# QMail on RedHat 9.0 Problems



## jackal5218 (Jul 4, 2003)

I have installed Qmail to run on my RedHat 9.0 server. I have followed the isntructions to the letter but when I try to send email through the mail server I get this error message:

From Outlook Express:
<[email protected]>:
Sorry, I couldn't find a mail exchanger or IP address. (#5.4.4)

From Webmail:
Error, your e-mail could not be sent
SMTP Error: could not connect to SMTP host server(s)

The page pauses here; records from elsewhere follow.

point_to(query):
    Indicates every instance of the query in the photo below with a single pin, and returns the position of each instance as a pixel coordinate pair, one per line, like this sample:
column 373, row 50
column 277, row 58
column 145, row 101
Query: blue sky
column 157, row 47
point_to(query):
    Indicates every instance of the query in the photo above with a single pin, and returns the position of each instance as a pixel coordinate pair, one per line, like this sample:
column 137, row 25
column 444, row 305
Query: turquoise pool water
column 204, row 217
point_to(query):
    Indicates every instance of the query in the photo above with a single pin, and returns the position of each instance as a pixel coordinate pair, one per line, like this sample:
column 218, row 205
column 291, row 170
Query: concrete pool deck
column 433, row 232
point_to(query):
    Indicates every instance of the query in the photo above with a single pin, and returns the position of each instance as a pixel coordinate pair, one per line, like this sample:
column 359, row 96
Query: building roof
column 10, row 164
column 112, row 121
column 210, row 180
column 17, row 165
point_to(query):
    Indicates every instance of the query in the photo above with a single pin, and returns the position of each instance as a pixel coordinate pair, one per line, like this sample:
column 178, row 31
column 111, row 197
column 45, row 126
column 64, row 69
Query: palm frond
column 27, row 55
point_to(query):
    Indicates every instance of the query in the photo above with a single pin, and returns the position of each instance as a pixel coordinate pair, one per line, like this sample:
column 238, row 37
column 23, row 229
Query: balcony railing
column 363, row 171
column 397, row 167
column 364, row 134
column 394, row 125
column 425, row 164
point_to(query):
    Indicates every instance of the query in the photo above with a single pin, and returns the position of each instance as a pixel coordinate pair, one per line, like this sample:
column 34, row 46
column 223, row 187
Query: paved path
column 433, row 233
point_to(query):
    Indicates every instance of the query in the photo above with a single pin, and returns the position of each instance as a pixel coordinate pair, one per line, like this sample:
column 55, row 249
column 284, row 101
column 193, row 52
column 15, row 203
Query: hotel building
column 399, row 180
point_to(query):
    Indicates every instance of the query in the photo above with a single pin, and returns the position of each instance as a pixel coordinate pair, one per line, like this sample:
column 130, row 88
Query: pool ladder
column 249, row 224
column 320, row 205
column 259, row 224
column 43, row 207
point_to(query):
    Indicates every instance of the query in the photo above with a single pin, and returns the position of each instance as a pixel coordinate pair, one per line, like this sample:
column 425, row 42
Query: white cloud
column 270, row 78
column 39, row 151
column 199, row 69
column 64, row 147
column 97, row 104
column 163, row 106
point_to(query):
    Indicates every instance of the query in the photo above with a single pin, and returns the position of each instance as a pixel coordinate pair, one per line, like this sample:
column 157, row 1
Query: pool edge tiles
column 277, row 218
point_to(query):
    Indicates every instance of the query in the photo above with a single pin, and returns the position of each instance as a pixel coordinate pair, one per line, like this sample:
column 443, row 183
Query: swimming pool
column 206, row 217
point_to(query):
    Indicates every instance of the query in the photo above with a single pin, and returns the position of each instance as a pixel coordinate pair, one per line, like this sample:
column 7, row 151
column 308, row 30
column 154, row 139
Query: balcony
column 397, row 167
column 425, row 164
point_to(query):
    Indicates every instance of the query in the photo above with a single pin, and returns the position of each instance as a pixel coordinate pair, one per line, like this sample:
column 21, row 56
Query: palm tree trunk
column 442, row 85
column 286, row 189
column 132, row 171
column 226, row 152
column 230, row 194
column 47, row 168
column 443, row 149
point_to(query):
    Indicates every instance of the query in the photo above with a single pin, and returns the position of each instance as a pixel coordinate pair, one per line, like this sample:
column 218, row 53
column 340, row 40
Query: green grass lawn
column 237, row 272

Can someone help me figure this out?


----------



## jackal5218 (Jul 4, 2003)

this is what the qmail smtp log shows:


@400000003f058aac1dbefb8c tcpserver: fatal: unable to bind: address already used
@400000003f058aad1f9722a4 tcpserver: fatal: unable to bind: address already used
@400000003f058aae21e83e94 tcpserver: fatal: unable to bind: address already used
@400000003f058aaf23abef64 tcpserver: fatal: unable to bind: address already used
@400000003f058ab02575978c tcpserver: fatal: unable to bind: address already used
@400000003f058ab12751ba2c tcpserver: fatal: unable to bind: address already used
@400000003f058ab22909ab2c tcpserver: fatal: unable to bind: address already used
@400000003f058ab32ad41e74 tcpserver: fatal: unable to bind: address already used
@400000003f058ab42c9903dc tcpserver: fatal: unable to bind: address already used


----------



## gotissues68 (Sep 7, 2002)

Looks to be working fine...

-([email protected]:<pts/0>)-(04:02:09)-
-(~/)$-> telnet 442squadron.com 25
Trying 216.161.142.50...
Connected to 442squadron.com.
Escape character is '^]'.
helo drew
220 Welcome to QMAIL TOASTER v 1.0 smtp Server ESMTP
250 Welcome to QMAIL TOASTER v 1.0 smtp Server
helo drew
250 Welcome to QMAIL TOASTER v 1.0 smtp Server
rpct [email protected]
502 unimplemented (#5.5.1)
MAIL from: [email protected]
250 ok
RCPT to: [email protected]
553 sorry, that domain isn't allowed to be relayed thru this MTA (#5.7.1)
RCPT [email protected]
250 ok
DATA
354 go ahead
SUBJECT: Test of Qmail

Hello,
This is drew from techsupportforums.com ... testing to see if your qmail install is working correctly.
.
250 ok 1057489305 qp 31472

502 unimplemented (#5.5.1)
quit
221 Welcome to QMAIL TOASTER v 1.0 smtp Server
Connection closed by foreign host.


And the good news.. you're not an open relay :brush: .... let me know if you get my test message and then we'll trouble shoot from there... 

Drew


----------



## jackal5218 (Jul 4, 2003)

Thank you so much for helping! I did not recieve your test email. 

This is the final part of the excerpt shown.